Customer service is no better. We've all shouted "live agent" into a phone or slammed a laptop shut after battling a useless chatbot. And getting out of a subscription can be worse: SiriusXM famously forced customers through as many as five retention pitches before letting them leave. Policymakers should make it as easy to cancel a subscription as it is to sign up. And despite the recorder voice’s insistence otherwise, hold time can’t always be busier than usual. Customers should be able to press zero to speak with a live agent, or at least schedule a callback.

Then there are junk fees. The $10 meal that doubles in price at checkout. Extra charges by landlords for processing rent payments or sorting mail. The $10-$15 a day rental car surcharge just to add a second driver—fees that can add more than $100 to a family trip. Policymakers can end this nickel-and-diming by requiring all-in pricing and banning charges that provide no real value.
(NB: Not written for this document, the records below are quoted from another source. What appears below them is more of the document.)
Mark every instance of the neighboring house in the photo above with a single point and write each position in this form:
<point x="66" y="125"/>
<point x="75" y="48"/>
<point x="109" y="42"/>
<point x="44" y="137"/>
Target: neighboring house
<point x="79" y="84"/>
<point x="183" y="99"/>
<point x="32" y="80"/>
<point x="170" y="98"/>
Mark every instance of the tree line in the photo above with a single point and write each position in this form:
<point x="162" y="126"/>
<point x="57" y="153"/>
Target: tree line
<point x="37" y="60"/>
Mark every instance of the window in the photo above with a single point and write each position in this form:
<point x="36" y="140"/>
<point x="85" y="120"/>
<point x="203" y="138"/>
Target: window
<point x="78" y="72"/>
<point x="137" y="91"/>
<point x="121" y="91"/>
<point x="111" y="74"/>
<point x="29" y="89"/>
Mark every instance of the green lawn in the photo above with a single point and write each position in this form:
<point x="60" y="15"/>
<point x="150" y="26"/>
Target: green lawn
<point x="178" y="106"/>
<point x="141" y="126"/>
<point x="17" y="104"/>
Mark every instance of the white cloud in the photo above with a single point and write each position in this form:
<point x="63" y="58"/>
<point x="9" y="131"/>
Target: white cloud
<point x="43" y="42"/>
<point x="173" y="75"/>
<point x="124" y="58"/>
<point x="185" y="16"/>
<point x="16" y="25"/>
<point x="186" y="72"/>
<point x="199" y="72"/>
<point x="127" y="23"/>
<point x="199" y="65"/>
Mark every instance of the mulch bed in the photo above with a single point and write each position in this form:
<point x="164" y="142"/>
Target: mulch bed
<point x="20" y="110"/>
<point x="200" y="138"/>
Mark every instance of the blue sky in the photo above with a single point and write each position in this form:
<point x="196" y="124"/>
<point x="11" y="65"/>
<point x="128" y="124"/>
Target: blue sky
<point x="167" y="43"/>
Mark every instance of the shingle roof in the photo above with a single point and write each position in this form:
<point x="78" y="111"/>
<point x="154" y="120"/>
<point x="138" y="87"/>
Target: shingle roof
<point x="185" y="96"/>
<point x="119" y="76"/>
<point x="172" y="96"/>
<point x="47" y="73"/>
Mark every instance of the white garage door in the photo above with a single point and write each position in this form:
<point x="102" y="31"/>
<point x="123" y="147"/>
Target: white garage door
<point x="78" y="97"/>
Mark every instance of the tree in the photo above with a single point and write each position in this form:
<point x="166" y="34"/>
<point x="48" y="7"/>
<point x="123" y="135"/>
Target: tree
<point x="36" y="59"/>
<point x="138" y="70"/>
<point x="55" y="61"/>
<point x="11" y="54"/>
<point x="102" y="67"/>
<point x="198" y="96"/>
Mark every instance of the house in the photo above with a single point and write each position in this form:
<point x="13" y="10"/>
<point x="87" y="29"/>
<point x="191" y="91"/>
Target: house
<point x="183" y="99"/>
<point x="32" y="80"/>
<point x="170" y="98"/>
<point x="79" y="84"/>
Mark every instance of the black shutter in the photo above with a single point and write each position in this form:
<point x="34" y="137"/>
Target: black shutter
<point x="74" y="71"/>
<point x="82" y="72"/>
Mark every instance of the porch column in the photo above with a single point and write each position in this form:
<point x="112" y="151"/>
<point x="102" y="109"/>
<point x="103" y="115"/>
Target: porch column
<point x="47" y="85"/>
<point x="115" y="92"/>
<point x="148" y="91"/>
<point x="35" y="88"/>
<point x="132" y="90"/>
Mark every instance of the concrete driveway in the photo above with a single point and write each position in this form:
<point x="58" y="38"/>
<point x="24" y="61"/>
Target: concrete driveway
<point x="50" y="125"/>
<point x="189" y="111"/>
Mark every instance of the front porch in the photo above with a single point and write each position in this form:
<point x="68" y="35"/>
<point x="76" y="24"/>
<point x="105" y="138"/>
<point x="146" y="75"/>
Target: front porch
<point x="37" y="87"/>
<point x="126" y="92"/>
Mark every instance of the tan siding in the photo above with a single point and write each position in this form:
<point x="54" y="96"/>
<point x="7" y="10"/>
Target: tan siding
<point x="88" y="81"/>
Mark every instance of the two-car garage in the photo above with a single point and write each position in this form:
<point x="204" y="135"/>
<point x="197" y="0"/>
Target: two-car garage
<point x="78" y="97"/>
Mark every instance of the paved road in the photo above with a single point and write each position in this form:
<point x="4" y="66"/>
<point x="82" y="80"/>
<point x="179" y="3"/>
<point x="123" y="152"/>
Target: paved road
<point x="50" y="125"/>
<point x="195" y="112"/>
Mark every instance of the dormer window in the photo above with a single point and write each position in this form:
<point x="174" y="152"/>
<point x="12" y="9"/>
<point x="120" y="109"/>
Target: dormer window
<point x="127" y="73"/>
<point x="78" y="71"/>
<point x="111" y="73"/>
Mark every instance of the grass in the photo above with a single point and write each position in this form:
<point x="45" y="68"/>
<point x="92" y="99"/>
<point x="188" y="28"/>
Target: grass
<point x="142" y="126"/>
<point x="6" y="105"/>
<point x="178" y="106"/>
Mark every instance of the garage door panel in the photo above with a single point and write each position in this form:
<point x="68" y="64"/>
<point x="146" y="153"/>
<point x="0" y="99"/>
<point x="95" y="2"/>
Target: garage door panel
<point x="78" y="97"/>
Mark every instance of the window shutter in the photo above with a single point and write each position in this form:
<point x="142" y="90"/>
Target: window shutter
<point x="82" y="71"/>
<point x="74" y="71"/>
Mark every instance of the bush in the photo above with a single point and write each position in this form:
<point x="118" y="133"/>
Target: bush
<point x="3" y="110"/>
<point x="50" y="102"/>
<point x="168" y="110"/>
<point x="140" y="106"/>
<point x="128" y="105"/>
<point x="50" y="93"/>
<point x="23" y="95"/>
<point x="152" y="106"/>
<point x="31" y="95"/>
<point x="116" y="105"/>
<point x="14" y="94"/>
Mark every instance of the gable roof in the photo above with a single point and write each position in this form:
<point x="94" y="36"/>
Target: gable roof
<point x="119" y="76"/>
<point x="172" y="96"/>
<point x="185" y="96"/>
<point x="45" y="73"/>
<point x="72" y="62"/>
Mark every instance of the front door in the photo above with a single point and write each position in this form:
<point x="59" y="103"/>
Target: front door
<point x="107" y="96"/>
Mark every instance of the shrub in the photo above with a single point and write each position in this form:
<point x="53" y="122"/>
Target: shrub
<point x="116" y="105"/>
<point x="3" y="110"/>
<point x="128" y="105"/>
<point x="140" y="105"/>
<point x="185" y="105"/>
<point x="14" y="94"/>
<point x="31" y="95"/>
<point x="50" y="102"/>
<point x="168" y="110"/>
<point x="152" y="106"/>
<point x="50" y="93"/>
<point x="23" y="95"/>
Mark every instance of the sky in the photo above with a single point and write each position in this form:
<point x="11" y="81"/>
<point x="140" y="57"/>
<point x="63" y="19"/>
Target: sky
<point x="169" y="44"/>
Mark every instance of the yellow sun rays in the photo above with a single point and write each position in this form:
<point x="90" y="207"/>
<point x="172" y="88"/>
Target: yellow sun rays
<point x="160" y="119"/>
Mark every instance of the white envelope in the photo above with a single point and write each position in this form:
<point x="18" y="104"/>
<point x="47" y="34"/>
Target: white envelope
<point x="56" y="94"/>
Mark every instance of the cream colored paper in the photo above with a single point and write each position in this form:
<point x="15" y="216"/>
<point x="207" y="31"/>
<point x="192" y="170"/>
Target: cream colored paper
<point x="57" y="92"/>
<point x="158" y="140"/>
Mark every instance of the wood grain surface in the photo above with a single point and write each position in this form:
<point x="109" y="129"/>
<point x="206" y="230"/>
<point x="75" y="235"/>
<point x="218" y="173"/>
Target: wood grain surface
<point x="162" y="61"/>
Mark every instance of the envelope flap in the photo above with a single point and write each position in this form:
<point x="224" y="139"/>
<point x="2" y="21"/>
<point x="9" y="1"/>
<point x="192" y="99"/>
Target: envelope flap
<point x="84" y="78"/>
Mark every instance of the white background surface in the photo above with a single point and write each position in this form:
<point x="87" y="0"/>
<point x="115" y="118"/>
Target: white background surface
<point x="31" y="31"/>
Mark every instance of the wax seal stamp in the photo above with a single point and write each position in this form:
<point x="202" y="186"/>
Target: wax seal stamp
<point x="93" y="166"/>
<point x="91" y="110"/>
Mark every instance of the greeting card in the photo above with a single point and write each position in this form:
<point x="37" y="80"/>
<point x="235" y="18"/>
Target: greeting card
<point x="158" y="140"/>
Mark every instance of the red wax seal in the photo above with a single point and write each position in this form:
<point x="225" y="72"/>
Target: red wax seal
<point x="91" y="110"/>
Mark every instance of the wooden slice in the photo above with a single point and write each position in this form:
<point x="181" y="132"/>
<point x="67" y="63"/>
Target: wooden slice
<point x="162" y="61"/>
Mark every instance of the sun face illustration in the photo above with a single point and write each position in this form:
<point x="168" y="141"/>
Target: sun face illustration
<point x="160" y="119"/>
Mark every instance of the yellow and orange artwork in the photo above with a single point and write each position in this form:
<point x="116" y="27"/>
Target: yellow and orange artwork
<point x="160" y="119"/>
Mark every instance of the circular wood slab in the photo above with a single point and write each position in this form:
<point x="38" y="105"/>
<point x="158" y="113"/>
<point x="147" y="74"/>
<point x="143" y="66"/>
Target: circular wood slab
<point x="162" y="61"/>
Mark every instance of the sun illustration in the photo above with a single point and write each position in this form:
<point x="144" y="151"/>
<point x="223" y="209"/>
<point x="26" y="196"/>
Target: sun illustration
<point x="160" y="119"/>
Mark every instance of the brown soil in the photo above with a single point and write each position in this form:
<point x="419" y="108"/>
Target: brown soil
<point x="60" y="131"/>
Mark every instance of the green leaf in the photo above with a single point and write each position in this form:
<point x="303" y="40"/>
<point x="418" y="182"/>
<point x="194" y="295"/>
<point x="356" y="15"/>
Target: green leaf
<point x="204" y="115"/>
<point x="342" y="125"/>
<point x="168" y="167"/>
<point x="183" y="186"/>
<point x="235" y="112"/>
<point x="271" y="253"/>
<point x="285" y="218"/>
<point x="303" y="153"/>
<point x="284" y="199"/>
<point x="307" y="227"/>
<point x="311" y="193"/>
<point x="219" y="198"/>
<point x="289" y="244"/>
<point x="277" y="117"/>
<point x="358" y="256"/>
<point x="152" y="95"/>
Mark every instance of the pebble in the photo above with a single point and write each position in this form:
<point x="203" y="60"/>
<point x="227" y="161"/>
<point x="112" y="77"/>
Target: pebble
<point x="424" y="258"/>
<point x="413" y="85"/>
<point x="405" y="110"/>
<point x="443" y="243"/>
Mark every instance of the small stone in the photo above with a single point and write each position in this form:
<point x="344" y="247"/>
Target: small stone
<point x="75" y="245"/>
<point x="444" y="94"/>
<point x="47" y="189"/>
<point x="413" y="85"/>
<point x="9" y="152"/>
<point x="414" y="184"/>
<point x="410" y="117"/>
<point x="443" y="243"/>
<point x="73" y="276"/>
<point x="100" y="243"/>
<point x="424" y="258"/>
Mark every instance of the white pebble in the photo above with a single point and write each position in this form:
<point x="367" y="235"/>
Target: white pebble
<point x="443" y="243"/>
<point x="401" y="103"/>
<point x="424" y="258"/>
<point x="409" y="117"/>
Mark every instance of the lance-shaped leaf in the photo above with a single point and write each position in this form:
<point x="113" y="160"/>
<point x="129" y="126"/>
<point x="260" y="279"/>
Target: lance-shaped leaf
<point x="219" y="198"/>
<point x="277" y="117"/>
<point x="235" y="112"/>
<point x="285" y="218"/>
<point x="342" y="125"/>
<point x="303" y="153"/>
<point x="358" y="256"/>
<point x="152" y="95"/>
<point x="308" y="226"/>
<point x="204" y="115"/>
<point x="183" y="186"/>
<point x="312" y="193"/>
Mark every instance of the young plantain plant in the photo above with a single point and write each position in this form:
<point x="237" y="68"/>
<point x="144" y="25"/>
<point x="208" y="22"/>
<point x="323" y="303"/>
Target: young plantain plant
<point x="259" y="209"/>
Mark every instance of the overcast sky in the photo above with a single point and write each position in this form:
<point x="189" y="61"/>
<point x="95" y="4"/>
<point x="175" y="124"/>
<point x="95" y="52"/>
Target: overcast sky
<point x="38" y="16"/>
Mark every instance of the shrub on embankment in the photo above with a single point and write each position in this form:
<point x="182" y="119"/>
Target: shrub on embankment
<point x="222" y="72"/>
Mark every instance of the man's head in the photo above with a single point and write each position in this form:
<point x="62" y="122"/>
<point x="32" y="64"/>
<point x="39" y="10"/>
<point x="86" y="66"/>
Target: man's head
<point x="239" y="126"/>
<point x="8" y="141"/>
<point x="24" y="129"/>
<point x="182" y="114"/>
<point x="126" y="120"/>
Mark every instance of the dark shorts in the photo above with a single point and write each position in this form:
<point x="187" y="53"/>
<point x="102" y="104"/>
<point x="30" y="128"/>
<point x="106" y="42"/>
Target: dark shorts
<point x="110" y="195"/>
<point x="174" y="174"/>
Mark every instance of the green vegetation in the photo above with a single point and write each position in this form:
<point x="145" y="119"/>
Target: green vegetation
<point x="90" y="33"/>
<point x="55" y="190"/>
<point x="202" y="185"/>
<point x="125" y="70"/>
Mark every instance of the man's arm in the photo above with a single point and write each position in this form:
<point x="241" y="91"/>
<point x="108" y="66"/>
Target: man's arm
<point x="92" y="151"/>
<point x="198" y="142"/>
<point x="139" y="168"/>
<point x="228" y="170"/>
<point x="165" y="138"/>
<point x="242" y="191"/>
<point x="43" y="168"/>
Americans have had enough. A 2024 YouGov poll tested every policy idea under the sun. The most popular? More restrictions on robocalls. A separate survey found that 77 percent of likely voters, including 72 percent of Republicans, supported bans on hidden fees. What’s more, polling found that two-thirds of Americans want Congress to address these frustrations—and half believe it should be a priority. It doesn't take fancy focus groups to tell us these issues are popular; our elected leaders can chat up five strangers and get a list of targets by lunchtime.

Fortunately, much of this agenda can be accomplished without a gridlocked Congress. A new president can act using existing authorities.

The Annoyance Economy persists because companies profit from it and because politicians have long treated it as a second-tier issue. It doesn't have to be. For enterprising politicians making the case that government can be a force for good in ordinary life, this is a no brainer. It's popular, it's actionable and, frankly, it’s long overdue.

Neale Mahoney is a professor of economics and director of the Stanford Institute for Economic Policy Research. Chad Maisel is executive director of Project 2029.